To lower the lake level, the outlet of the lake would need to be lowered. This could be accomplished by modifying an existing weir at 28th St. and another weir at Hiawatha Ave. It may also be necessary to dredge the creek between the two weirs. Lowering the lake would also result in lower water elevations in the creek downstream of the lake, and would affect how much flood storage is available both around Lake Hiawatha and farther downstream. Plus the project would require permits from several agencies.
Minnehaha Creek could be dredged, but not by more than one foot because of several utility crossings, including a Metropolitan Council Environmental Services (MCES) 11-foot diameter gravity sanitary sewer pipe. One foot deeper would not help the situation at Hiawatha, according to a MPRB face sheet available online.
However, if existing sanitary sewer pipes were protected in some way, MPRB could consider lowering 2,000 feet of channel to an elevation of 809, which would result in a slight reduction in the flooding at the Bloomington Pond Area/Sibley Pond and no impact in flooding at the Hiawatha west watershed.

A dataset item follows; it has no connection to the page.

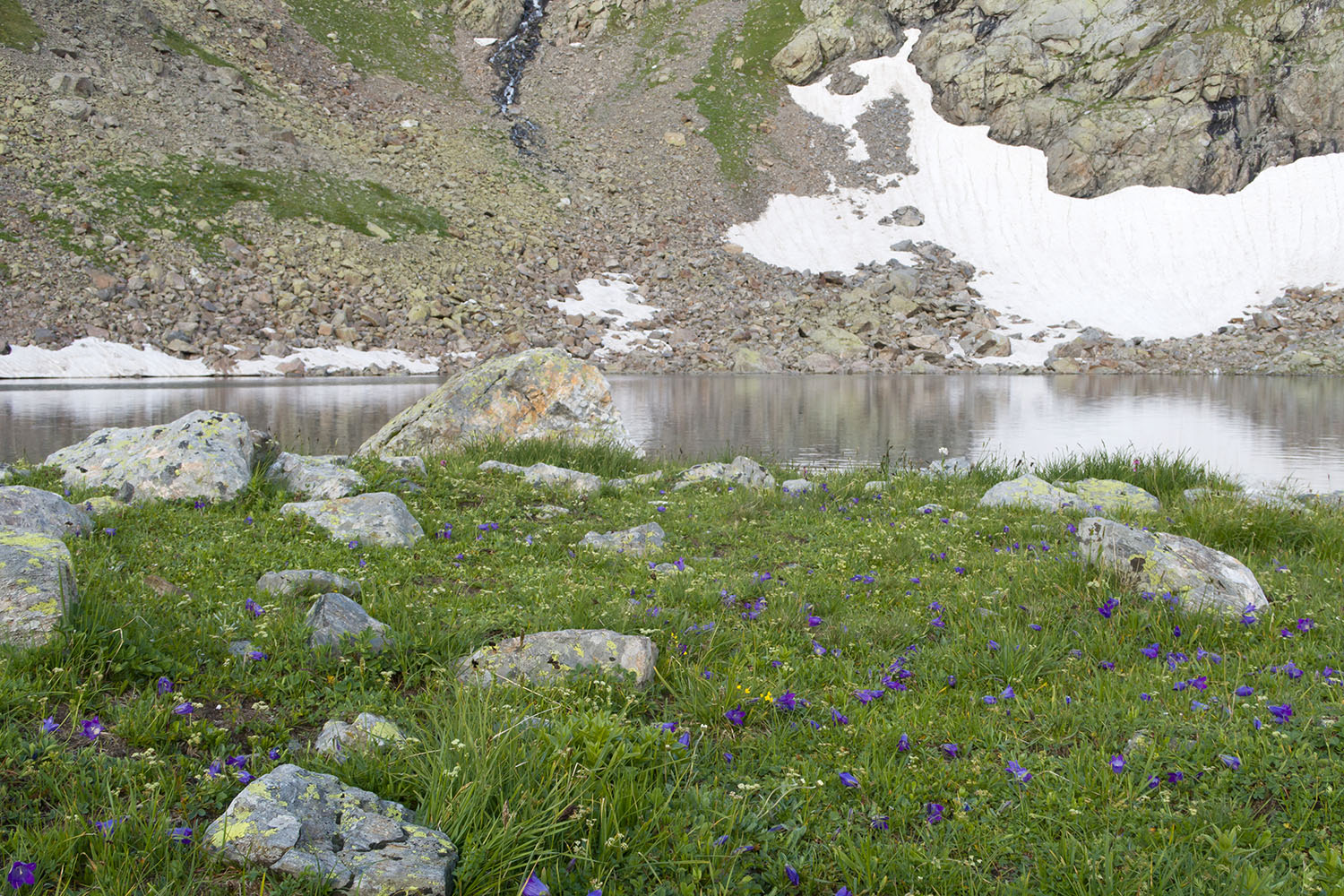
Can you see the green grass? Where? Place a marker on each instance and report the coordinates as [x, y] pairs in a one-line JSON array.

There are three bridges/crossing downstream of Lake Hiawatha that would need to be modified or reconstructed to achieve the lower channel elevation, and the city water main upstream of 28th would need to be lowered. An abandoned CenterPoint gas main downstream of 28th would need to be removed. Additionally, the creek channel would need to be redesigned and restored to achieve a stable channel and banks, and it would take some time to re-establishing the existing biological communities.
If the pumping changes
If the pumping at the course changes, a master planning process will begin that will take 9-12 months and include input from a Community Advisory Committee. The course would continue to stay open, likely through the 2019 season.
The Hiawatha Golf Course in numbers
• The highest number of rounds was 55,000 in 2001.• The lowest number of rounds was 14,000 in 2014 when the course was flooded.

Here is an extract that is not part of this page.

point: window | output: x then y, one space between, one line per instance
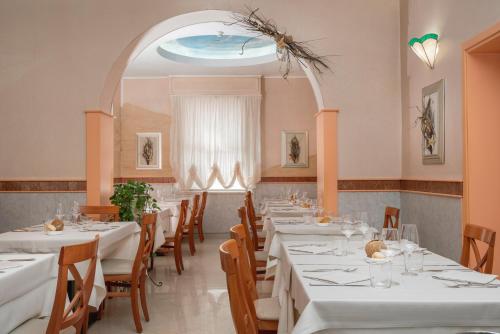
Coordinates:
216 141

• The annual average rounds per year is 40,800.
• However, in the last six years impacted by flooding, wet conditions, and market changes, the average was 23,800.
• For the period before the wet years, the average annual revenue was $250,000.
• For the six years impacted by flooding, the average annual revenue was a loss of $180,000.
This article appeared in the August 2017 Longfellow-Nokomis Messenger.